Composite Silhouette: A Subsampling-based Aggregation Strategy

arXiv cs.LG / 4/16/2026

💬 OpinionIdeas & Deep AnalysisModels & Research

Key Points

  • The paper addresses unsupervised model selection for estimating the number of clusters, highlighting that the standard (micro-averaged) Silhouette coefficient can be biased toward larger clusters when cluster sizes are imbalanced.
  • It proposes “Composite Silhouette,” which aggregates information across multiple subsampled clusterings instead of relying on a single partition, aiming to reduce both size-bias and noise from small clusters.
  • For each subsample, the method adaptively combines micro- and macro-averaged Silhouette scores using a convex weight based on normalized discrepancy, smoothed by a bounded nonlinearity to control overreactions.
  • The authors prove theoretical properties and provide finite-sample concentration guarantees for the subsampling-based estimate.
  • Experiments on synthetic and real-world datasets show that Composite Silhouette better recovers the ground-truth number of clusters than standard micro or macro approaches.

Abstract

Determining the number of clusters is a central challenge in unsupervised learning, where ground-truth labels are unavailable. The Silhouette coefficient is a widely used internal validation metric for this task, yet its standard micro-averaged form tends to favor larger clusters under size imbalance. Macro-averaging mitigates this bias by weighting clusters equally, but may overemphasize noise from under-represented groups. We introduce Composite Silhouette, an internal criterion for cluster-count selection that aggregates evidence across repeated subsampled clusterings rather than relying on a single partition.
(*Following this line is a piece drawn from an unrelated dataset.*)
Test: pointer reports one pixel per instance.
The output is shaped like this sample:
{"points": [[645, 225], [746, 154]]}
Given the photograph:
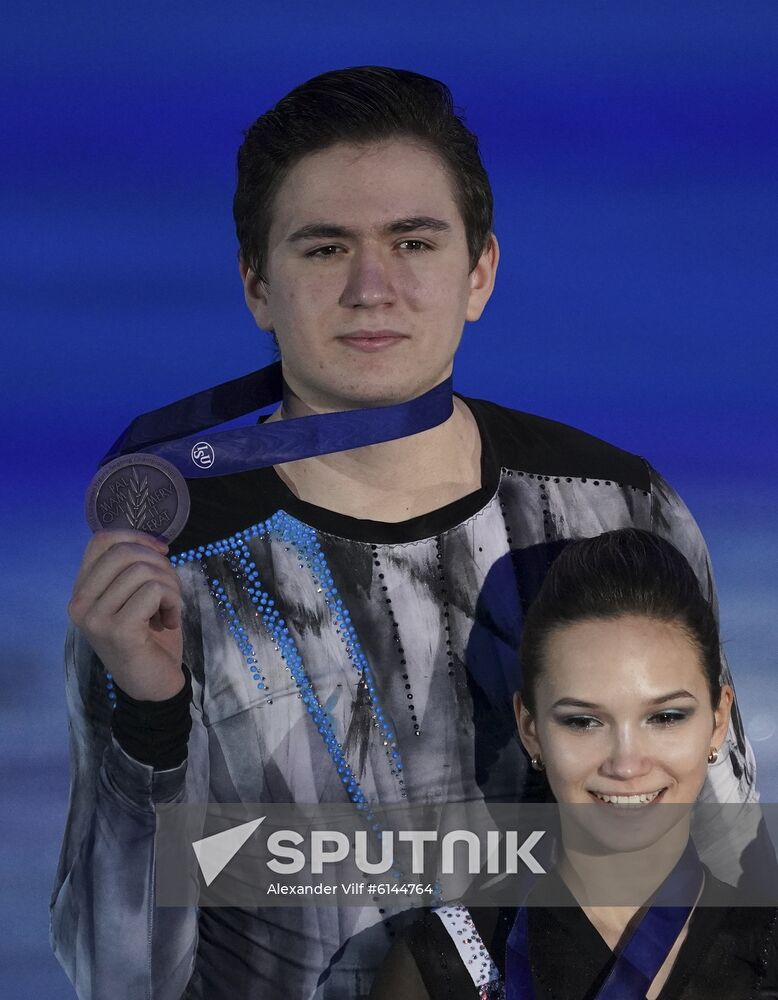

For each subsample, micro- and macro-averaged Silhouette scores are combined through an adaptive convex weight determined by their normalized discrepancy and smoothed by a bounded nonlinearity; the final score is then obtained by averaging these subsample-level composites. We establish key properties of the criterion and derive finite-sample concentration guarantees for its subsampling estimate. Experiments on synthetic and real-world datasets show that Composite Silhouette effectively reconciles the strengths of micro- and macro-averaging, yielding more accurate recovery of the ground-truth number of clusters.